New research has seen an increase in the number of betting shops in the poorest areas of the UK, these include Glasgow, London, Liverpool, and Middlesborough.The UK government is in the process of reviewing the now outdated UK Gambling Act 2005, and the latest research needs careful consideration as high street retail outlets are declining and betting outlets still hold a majority over all eight of the UK’s biggest supermarkets combined.
The amenities available on the high street compared with betting outlets are disproportionate especially in the more deprived areas, compared to more affluent areas.In the poorer areas, food outlets make up just 10%, with a huge 34% occupied by amusement arcades, 30% bingo clubs, and 29% land-based casinos.
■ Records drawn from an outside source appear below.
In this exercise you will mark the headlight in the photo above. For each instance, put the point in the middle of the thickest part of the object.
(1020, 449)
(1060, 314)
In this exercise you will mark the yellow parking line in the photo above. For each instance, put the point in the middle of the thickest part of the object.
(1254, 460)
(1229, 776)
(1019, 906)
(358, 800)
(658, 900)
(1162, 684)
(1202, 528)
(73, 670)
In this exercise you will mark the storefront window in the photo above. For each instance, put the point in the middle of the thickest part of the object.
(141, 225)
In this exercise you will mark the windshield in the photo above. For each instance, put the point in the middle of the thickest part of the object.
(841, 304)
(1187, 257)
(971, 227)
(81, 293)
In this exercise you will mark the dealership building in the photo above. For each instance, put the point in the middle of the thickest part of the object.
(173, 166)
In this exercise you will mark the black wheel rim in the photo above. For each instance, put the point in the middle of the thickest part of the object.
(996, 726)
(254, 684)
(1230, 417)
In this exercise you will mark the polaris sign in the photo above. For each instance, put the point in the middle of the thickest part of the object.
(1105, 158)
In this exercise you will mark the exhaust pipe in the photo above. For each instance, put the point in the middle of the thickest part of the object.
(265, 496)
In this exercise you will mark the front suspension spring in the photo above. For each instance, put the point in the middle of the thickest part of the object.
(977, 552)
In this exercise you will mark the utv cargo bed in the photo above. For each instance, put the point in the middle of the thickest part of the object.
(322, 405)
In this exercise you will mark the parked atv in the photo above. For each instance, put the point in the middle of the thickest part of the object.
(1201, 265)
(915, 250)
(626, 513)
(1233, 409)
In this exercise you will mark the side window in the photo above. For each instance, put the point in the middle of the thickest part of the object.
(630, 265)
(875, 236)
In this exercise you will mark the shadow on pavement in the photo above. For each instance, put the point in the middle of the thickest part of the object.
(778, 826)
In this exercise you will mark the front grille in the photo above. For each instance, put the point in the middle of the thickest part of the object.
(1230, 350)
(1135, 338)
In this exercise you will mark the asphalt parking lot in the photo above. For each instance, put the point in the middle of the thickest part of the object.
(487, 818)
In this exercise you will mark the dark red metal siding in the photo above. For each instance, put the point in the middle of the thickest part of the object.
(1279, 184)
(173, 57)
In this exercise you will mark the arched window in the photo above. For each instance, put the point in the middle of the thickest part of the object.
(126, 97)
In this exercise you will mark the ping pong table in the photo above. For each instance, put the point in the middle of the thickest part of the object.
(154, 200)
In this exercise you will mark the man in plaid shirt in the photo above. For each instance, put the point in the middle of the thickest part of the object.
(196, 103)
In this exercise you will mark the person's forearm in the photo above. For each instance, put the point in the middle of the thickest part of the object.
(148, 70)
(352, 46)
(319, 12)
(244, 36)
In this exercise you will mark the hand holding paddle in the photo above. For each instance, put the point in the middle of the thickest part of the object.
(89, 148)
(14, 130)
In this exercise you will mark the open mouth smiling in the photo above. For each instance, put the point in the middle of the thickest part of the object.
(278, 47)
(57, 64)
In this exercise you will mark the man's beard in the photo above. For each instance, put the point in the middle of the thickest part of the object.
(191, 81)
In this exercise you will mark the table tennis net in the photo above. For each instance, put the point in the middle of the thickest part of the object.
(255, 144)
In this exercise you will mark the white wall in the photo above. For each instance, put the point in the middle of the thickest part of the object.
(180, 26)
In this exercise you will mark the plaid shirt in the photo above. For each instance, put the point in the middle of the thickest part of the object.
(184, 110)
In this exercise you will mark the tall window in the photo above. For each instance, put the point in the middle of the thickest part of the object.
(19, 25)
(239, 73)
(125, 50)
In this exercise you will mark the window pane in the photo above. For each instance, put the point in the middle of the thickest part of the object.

More affluent areas of towns and cities have a far more even distribution of libraries and supermarkets.Half of the treatment centres for gambling-related harm can be found within walking distance to a gambling outlet and 10% of schools have a gambling establishment within a short walking distance, exposing young children in nearly 2,000 schools across the UK.
Lack of Positive Ammenities
The research clearly suggests a lack of amenities in poorer areas compared to more affluent areas with a more balanced range of amenities. The poorer areas have less access to facilities which would have a more positive change rather than outlets which could lead to making the wrong decision which could prove harmful. Although betting outlets do provide much-needed jobs in a more deprived area, it does not outweigh the potential harm to vulnerable people and creating higher levels of social problems.The Betting and Gaming Council have welcomed betting shops and commented on the revenue these outlets generate each year towards the UK economy with 119,000 jobs, £4.5B in tax, and £7.7Bn in gross value-added tax.